O Irã irá cobrar pedágio de navios-tanque que atravessarem o Estreito de Ormuz, com pagamento em Bitcoin. O valor é de US$ 1 por barril. A informação foi divulgada pelo jornal Financial Times, citando autoridades iranianas.
O anúncio ocorre em um momento de aproximação entre EUA e Irã, após um cessar-fogo anunciado recentemente. O país afirma que a cobrança valerá para todas as embarcações que passarem pelo estreito.
Procedimento de cobrança
Segundo Hosseini, porta-voz da União dos Exportadores de Produtos de Petróleo, Gás e Petroquímicos do Irã, o navio precisa enviar um e-mail às autoridades com informações da carga. Em seguida, deverá iniciar o pagamento em Bitcoin assim que houver avaliação, em segundos, para evitar rastreamento ou confiscos por sanções.

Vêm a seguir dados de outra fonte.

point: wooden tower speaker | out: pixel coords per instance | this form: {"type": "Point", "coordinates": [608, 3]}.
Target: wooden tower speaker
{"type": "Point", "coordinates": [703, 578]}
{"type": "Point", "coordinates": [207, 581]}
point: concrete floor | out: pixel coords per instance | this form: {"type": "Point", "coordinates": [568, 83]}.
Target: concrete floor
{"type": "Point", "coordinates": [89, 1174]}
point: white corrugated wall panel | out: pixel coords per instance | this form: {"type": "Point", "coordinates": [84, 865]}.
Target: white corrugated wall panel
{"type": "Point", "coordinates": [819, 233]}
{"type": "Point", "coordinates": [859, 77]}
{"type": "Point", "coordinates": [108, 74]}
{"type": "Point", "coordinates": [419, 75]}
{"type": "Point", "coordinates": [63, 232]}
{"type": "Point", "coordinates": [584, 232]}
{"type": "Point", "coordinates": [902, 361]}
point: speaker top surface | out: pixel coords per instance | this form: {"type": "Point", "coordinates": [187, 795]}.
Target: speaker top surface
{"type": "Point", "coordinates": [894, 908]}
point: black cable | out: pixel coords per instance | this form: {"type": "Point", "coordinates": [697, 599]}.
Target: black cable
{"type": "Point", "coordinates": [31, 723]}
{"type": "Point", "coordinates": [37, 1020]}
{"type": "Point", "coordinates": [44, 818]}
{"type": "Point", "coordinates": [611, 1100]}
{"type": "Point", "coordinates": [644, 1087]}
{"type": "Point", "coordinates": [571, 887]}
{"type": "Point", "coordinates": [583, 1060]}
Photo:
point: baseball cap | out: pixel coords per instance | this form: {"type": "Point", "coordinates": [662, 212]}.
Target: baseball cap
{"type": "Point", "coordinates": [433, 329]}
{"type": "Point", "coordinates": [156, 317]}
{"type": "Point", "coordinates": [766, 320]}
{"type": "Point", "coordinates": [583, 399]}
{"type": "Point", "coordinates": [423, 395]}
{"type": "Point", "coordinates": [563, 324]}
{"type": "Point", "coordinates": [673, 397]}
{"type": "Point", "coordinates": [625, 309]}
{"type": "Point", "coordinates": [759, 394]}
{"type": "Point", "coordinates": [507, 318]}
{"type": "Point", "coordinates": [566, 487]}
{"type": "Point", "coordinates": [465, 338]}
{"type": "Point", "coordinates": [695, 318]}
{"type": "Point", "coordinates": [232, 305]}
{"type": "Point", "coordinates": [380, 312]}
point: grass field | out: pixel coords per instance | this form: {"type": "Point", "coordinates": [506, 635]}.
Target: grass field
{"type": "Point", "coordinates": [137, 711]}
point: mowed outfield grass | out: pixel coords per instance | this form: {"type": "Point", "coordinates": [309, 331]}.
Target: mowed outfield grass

Hammam de contexto regional
Antes da crise, o Estreito de Ormuz era rota por onde passava parte relevante do petróleo mundial. Durante o conflito, o Irã elevou tensões com ataques a navios, impactando mercados globais de energia. O cessar-fogo divulgado na terça-feira, 7 de abril, prevê retomada de passagem pela rota, desde que as regras de pedágio sejam cumpridas.
Desdobramentos
Hosseini afirmou que tentativas de passar sem pagamento poderão resultar na destruição do navio. O acordo de cessar-fogo, ainda sujeito a implementação, não altera a exigência de cobrança para passagem pelo estreito, segundo o porta-voz. A confirmação envolve fontes associadas ao Financial Times.